It’s not for kids. Unless the kid’s name is Kalle Rovanperä.

“It was quite an early start for me, to be honest,” Rovanperä acknowledged in a conversation with ESPN, with some considerable modesty. “I started to drive with all kinds of motocross bikes or ATVs when I was 3 years old, and then I drove my first car when I was 7 years old. My first rally car I drove when I was 8.”

He said this quite reasonably, in cheerful, clipped, Finnish tones, as though I’m likely to reply, “Ah, yeah, I did that too.” But then, my dad definitely didn’t compete in 111 World Rally Championship (WRC) events.

Kalle acknowledged his father, Harri Rovanperä, was a big influence in him deciding to put aside the motocross bikes and head into rallying.

“I think the biggest thing was the family history,” Kalle Rovanperä said. “My dad was a profession rally driver until I was 6, so of course when I was small I saw all that.”

There was just 11 years between Harri’s final rally and Kalle’s debut in WRC.

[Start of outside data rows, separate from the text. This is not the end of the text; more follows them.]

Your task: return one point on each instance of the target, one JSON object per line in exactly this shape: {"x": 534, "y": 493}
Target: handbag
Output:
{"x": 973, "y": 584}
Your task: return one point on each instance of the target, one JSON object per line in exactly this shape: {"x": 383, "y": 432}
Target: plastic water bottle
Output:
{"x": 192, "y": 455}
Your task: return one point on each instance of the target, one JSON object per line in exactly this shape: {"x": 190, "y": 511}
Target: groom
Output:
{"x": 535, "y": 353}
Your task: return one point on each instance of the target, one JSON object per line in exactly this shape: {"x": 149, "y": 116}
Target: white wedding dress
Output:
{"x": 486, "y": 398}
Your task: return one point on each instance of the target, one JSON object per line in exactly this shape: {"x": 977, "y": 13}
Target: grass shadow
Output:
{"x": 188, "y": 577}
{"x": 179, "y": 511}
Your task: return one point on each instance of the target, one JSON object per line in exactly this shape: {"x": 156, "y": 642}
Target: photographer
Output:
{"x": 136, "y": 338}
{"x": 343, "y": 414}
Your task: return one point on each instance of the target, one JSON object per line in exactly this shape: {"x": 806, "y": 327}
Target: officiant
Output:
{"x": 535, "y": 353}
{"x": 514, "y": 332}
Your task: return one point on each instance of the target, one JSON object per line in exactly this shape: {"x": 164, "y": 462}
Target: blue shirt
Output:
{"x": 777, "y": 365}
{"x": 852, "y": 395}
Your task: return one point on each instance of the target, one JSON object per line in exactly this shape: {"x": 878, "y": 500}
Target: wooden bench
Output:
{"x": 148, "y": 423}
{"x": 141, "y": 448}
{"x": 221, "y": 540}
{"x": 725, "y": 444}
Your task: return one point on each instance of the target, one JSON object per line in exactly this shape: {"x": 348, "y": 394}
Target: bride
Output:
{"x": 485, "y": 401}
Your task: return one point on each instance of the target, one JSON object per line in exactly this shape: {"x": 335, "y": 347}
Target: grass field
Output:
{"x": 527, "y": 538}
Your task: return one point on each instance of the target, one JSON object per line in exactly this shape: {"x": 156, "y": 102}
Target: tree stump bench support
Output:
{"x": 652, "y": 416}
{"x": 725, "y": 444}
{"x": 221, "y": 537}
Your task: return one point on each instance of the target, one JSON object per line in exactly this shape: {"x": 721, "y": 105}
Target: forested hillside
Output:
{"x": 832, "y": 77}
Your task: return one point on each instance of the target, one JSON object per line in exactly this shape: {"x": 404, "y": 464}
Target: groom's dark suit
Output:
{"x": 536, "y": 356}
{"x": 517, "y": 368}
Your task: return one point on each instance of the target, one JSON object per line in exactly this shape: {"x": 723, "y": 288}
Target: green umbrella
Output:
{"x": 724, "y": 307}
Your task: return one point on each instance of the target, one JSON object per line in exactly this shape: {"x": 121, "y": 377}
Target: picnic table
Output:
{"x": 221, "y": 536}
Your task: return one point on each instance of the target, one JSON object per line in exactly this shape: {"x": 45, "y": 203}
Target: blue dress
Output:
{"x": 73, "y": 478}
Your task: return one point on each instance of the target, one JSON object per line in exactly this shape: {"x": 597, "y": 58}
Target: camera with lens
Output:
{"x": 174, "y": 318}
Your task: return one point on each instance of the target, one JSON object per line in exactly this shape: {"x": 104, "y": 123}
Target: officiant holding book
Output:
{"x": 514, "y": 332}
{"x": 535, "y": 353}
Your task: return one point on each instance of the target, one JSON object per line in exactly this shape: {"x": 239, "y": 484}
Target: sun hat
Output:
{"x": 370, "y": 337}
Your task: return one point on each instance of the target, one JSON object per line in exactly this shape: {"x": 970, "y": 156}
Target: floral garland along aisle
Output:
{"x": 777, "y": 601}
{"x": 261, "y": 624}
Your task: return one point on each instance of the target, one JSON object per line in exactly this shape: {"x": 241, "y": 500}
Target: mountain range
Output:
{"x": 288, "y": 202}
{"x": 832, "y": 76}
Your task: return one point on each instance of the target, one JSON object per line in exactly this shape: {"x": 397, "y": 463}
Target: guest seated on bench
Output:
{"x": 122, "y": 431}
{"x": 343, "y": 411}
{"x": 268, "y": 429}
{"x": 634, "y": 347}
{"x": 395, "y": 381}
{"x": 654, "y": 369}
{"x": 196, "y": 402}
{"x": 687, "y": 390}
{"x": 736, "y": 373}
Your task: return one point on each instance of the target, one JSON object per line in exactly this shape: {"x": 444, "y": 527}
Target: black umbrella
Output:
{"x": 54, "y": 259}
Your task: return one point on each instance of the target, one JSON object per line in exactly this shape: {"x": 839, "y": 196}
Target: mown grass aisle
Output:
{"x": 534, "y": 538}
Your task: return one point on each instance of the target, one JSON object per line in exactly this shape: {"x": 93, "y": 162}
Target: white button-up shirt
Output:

“I was doing a bit of karting when I was small, but when I first drove the rally car when I was 7 or 8, it was the clear choice,” Rovanperä said. “When you’re small, driving real race cars is quite a lot more exciting than driving karts.”

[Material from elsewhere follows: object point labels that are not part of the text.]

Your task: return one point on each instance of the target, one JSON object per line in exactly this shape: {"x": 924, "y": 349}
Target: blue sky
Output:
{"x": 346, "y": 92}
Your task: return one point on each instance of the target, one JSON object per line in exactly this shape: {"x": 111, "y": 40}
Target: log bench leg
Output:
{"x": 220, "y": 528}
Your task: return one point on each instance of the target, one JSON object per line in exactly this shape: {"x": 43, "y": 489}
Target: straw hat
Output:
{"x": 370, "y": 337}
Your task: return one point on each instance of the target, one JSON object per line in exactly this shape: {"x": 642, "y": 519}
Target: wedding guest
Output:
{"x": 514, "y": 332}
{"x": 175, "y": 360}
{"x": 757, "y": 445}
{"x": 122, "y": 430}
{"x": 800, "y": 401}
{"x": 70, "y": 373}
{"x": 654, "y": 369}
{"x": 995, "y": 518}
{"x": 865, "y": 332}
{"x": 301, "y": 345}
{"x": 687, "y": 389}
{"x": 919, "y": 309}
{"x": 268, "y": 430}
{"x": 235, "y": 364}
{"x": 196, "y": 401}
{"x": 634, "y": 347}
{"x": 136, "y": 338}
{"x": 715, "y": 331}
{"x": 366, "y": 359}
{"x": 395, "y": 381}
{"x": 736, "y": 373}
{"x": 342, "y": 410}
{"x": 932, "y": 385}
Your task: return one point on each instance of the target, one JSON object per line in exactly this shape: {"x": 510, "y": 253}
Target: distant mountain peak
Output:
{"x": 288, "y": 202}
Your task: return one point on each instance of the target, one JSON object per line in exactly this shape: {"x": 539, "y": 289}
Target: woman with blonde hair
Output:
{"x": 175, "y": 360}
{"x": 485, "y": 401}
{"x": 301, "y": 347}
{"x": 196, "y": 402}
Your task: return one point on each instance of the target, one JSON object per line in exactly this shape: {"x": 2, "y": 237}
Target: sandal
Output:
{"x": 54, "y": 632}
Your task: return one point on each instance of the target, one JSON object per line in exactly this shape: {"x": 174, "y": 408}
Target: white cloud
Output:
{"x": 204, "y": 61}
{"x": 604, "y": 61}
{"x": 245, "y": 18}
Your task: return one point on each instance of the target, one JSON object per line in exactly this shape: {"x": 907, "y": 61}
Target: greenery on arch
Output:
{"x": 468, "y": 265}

Rovanperä drove most of the 2019 WRC season with Skoda, immediately proving himself so much he was signed to Toyota’s factory rally team the following year. That’s no small promotion, Toyota take rallying extraordinarily seriously, whether it’s their formidable Dakar team or the WRC outfit, and only the top drivers catch their eye. In fact, team boss Jari-Matti Latvala is still competing himself, running a car alongside his drivers at this weekend Rally Finland.

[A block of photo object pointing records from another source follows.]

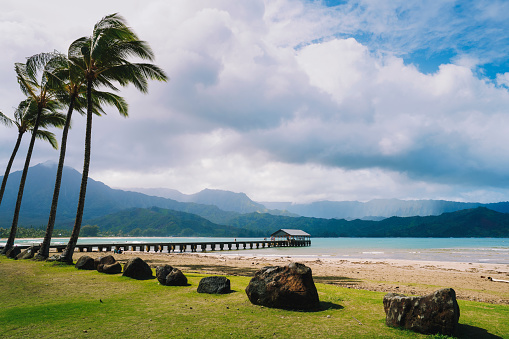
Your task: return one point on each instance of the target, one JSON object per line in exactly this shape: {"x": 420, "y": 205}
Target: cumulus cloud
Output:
{"x": 294, "y": 101}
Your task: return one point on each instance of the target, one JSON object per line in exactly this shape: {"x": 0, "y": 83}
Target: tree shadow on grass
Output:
{"x": 468, "y": 331}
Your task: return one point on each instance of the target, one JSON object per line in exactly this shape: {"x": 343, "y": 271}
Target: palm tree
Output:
{"x": 24, "y": 118}
{"x": 69, "y": 79}
{"x": 33, "y": 83}
{"x": 103, "y": 59}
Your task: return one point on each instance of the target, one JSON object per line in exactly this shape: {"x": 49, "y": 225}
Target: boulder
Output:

Typically unfazed, Rovanperä said that making the deal was “really cool,” that it had been a “quite exciting” time for WRC, in a phase of rules change to hybrid cars and sustainable fuel. “Toyota being such a big brand doing everything around motorsport, it felt really easily that it was the right thing to do, I was waiting for it to happen.”

Not that Rovanperä’s laidback attitude is new. WRC commentator and rally journalist Becs Williams said that Rovanperä is “maybe a little bit unexpected” as a rally champion.

“‘I’d have to say I don’t think his personality has changed since the start to what it is now,” Williams said about the driver who, ahead of his home rally in Finland this weekend, is leading the championship by 55 points. “That he’s world champion at a super-early age hasn’t changed him. He is a very cool customer and cool in the terms that he doesn’t get stressed. I don’t think I’ve ever seen him under major stress yet in his career, he’s your typical young guy. He’s quite self-assured, but not in an arrogant way. ‘Cool’ is definitely the word to describe him.”

To be so good, so young normally takes a singular focus. Of course, Rovanperä defies expectations there, too, Williams said.

“He has a passion for motorsport and rallying, but he’s not a rallying geek, let’s say,” she said. “He doesn’t talk about it all the time. He’s interested in other things in life. He talks about his family, his dog, who sadly passed away over Christmas.

“He’s into his drifting, he’s not completely 100% tunnel-driven rallying. He’s got other things in life, and he knows that everything is important and not just one thing.”

It’s something that Rovanperä himself admits, having found so much success already in WRC.

“I have quite a big passion for other motorsports,” he said. “I would try drifting or circuit racing.”

Rovanperä stands out, in motorsport, for not living entirely in its bubble.

“Last year when we were at Rally Sweden, the war broke out in Ukraine maybe three or four days in, and the event finished, he won the rally and he said, ‘You know, that there’ll be no real celebrations, my thoughts are with all the Ukrainians right now,” Williams said. “It made me burst into tears listening to him talk, because for someone of such a young age to not be standing on the top of his car celebrating and realizing what real life is all about, I thought was very touching.

“And that’s the kind of guy he is.”

Rovanperä stands to extend his lead at home, with terrain he knows well at Rally Finland. With such a lead over second-placed Elfyn Evans, his second title is almost within touching distance. What he does next will surely be as unpredictable as the spray of gravel and mud from his GR Yaris.